No matter how careful you are with the prompts, you’ll be working with a biased data set. And you, the human filling in those prompts, bring your own biases as well. This combination can create images that reflect existing biases, even if you think you’re being thoughtful.
There are also environmental costs. Generating AI images requires huge amounts of electricity and has a huge carbon footprint. For sectors focused on climate justice, it’s worth considering. And what happens to the livelihoods of photographers, illustrators, and other creators who have built their careers on telling stories with integrity? Everything is affected.
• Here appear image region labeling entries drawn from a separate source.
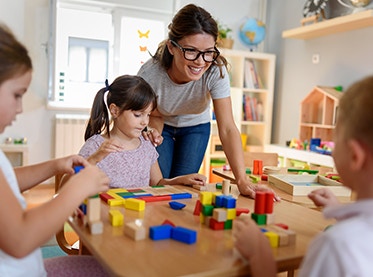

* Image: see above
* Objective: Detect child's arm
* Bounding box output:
[0,162,109,258]
[14,155,88,192]
[159,173,206,186]
[233,218,277,277]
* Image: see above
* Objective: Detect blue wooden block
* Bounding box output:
[149,224,174,240]
[215,195,224,208]
[223,195,236,209]
[168,201,186,210]
[171,192,192,200]
[171,227,197,244]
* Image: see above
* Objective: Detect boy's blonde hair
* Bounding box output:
[338,76,373,153]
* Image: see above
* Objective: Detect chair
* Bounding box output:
[244,152,279,167]
[55,172,79,255]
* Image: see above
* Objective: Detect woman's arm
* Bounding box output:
[213,97,255,197]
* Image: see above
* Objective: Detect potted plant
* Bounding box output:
[217,23,234,49]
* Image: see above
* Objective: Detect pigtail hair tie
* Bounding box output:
[105,79,110,91]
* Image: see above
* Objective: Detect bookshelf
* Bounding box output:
[201,49,276,182]
[282,10,373,40]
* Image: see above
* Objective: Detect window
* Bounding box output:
[48,0,173,110]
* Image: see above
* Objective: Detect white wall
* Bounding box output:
[0,0,373,163]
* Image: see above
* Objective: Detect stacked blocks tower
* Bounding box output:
[193,191,237,230]
[251,191,295,248]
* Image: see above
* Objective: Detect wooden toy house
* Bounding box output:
[299,86,342,141]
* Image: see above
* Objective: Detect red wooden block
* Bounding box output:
[138,195,172,202]
[236,208,250,216]
[100,192,114,203]
[264,191,275,214]
[254,191,265,214]
[193,200,202,215]
[210,218,225,230]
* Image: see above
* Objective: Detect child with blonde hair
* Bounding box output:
[234,76,373,277]
[0,22,109,277]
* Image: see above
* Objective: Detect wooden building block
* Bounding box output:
[124,198,145,211]
[212,208,227,222]
[87,196,101,222]
[124,221,146,241]
[109,210,124,227]
[88,220,104,235]
[264,231,279,248]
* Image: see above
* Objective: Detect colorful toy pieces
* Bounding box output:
[251,191,296,248]
[193,191,249,230]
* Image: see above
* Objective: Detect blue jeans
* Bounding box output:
[157,123,210,178]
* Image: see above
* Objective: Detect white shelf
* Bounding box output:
[0,144,28,166]
[282,10,373,40]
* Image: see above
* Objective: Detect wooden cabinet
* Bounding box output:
[299,86,342,141]
[282,10,373,40]
[201,49,276,181]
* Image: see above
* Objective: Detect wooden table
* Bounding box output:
[212,167,354,207]
[69,184,333,277]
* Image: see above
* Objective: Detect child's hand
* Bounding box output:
[142,127,163,147]
[56,155,89,175]
[308,188,339,207]
[233,218,268,261]
[237,180,281,201]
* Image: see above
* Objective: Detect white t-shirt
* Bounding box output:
[299,200,373,277]
[138,59,230,127]
[0,150,47,277]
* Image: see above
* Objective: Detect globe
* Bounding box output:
[238,18,266,50]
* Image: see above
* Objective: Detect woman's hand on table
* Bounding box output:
[237,180,281,201]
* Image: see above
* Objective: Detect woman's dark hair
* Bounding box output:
[84,75,157,140]
[0,24,32,84]
[153,4,227,78]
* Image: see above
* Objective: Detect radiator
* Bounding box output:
[55,114,89,158]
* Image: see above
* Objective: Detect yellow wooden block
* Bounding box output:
[109,210,124,226]
[212,191,223,203]
[108,188,128,193]
[107,198,126,207]
[264,231,279,248]
[107,189,123,199]
[227,208,236,220]
[199,191,212,205]
[124,198,146,211]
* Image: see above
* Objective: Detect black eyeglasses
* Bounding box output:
[170,40,220,63]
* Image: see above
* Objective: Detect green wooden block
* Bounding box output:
[202,205,215,216]
[224,220,233,230]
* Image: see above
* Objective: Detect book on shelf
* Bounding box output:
[244,59,262,89]
[242,95,263,121]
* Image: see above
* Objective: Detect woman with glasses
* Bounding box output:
[138,4,276,197]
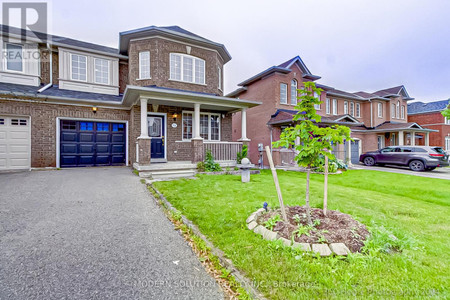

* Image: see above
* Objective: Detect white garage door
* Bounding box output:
[0,115,31,171]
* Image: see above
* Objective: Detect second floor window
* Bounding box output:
[280,83,287,104]
[95,58,109,84]
[170,53,205,84]
[71,54,87,81]
[291,79,297,105]
[4,43,23,72]
[378,103,383,118]
[139,51,150,79]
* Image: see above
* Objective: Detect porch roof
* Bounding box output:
[123,85,262,112]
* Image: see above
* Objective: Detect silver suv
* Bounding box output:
[359,146,449,171]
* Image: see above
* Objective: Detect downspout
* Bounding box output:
[38,43,53,93]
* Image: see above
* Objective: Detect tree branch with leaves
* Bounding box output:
[273,82,351,224]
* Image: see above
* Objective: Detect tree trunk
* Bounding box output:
[323,155,328,217]
[306,167,312,225]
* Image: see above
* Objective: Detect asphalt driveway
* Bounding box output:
[0,168,223,299]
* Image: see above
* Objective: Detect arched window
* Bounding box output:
[291,79,297,105]
[395,101,400,119]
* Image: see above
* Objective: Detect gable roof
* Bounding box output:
[233,56,320,88]
[408,98,450,115]
[119,25,231,64]
[0,24,126,58]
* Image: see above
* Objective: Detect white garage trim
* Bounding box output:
[56,117,129,168]
[0,114,31,171]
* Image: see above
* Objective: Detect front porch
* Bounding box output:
[123,87,258,177]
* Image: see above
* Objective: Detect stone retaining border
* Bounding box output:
[247,208,351,256]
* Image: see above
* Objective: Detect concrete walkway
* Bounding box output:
[0,167,224,299]
[350,164,450,180]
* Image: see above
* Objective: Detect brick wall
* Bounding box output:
[0,99,129,167]
[128,38,223,95]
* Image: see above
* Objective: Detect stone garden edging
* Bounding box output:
[246,208,351,256]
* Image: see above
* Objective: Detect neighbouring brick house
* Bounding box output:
[408,99,450,151]
[227,56,432,165]
[0,26,259,175]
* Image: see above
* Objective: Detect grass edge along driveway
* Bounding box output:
[155,170,450,299]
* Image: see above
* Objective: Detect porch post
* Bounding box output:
[194,103,201,139]
[238,107,250,142]
[140,98,148,138]
[398,131,405,146]
[136,98,151,165]
[191,103,203,163]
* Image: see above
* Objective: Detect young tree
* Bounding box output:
[273,82,350,224]
[441,101,450,120]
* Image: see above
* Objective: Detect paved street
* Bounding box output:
[0,167,223,299]
[351,164,450,180]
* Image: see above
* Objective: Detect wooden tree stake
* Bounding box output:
[323,155,328,217]
[266,146,288,223]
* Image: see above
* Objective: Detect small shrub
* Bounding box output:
[264,215,281,230]
[205,150,222,172]
[236,145,248,164]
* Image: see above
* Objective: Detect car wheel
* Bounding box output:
[364,156,375,166]
[409,160,425,172]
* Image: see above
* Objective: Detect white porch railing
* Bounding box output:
[203,142,242,160]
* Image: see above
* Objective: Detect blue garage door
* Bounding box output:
[60,120,126,168]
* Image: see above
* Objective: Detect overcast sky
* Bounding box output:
[45,0,450,101]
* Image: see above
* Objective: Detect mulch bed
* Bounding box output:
[257,206,369,252]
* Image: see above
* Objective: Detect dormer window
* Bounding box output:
[139,51,150,79]
[70,54,87,81]
[6,43,23,72]
[170,53,205,84]
[95,58,109,84]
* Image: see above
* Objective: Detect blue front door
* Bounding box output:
[148,115,166,159]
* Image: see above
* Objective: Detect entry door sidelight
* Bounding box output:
[148,115,166,158]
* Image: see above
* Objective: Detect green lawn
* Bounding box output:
[155,170,450,299]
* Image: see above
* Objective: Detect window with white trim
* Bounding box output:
[291,79,297,105]
[139,51,151,79]
[217,66,222,90]
[314,92,320,110]
[3,43,23,72]
[280,83,287,104]
[94,58,109,84]
[182,112,220,141]
[378,102,383,118]
[170,53,205,84]
[70,53,87,81]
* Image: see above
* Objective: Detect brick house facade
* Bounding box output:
[227,56,431,165]
[408,99,450,151]
[0,26,259,174]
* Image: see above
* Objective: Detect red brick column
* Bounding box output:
[191,139,204,163]
[138,138,151,165]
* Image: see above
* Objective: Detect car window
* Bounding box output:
[433,147,445,154]
[381,148,395,153]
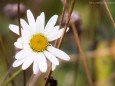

The crisis of trust and the way forward
If charities start using AI-generated images without disclosing them, the practice will become the norm. This undermines the already fragile trust between charities and the public.
We operate in an environment where many people do not fully understand how philanthropy works and already view the sector with skepticism. Adding unpublished AI-generated content to the mix only widens the gap further.
But charities have a real opportunity to lead the way in the ethical use of AI. We could be the department that demonstrates how to leverage this technology while staying true to our values.
If you’re using AI-generated images in your charity content without labeling them, ask yourself why. If you can’t be transparent about it, that’s your answer.
This is also an opportunity for charities to embrace authenticity. The organizations that grow strongest are not the ones with the most sophisticated, algorithmically perfect content. They’re making real connections with real people and real stories.
Charities will use AI. That’s the reality. If you use this, you need to be transparent about your data usage, as the Movember example shows. If you use AI-generated images, label them. Ask yourself why you are using it. Ask yourself if it’s worth it. Or is being authentic more effective? The charity sector must lead with values. Now is your chance to prove it.
I am conducting research on AI ethics in the field of philanthropy. We believe this requires a sector-wide conversation and clear guidelines. I Conducting a survey We’d like to hear from you to understand how charities are currently thinking about images generated by AI.
Emma Bracegirdle is the founder of Saltways, a UK-based video production company specializing in ethical film production for charities and non-profit organizations.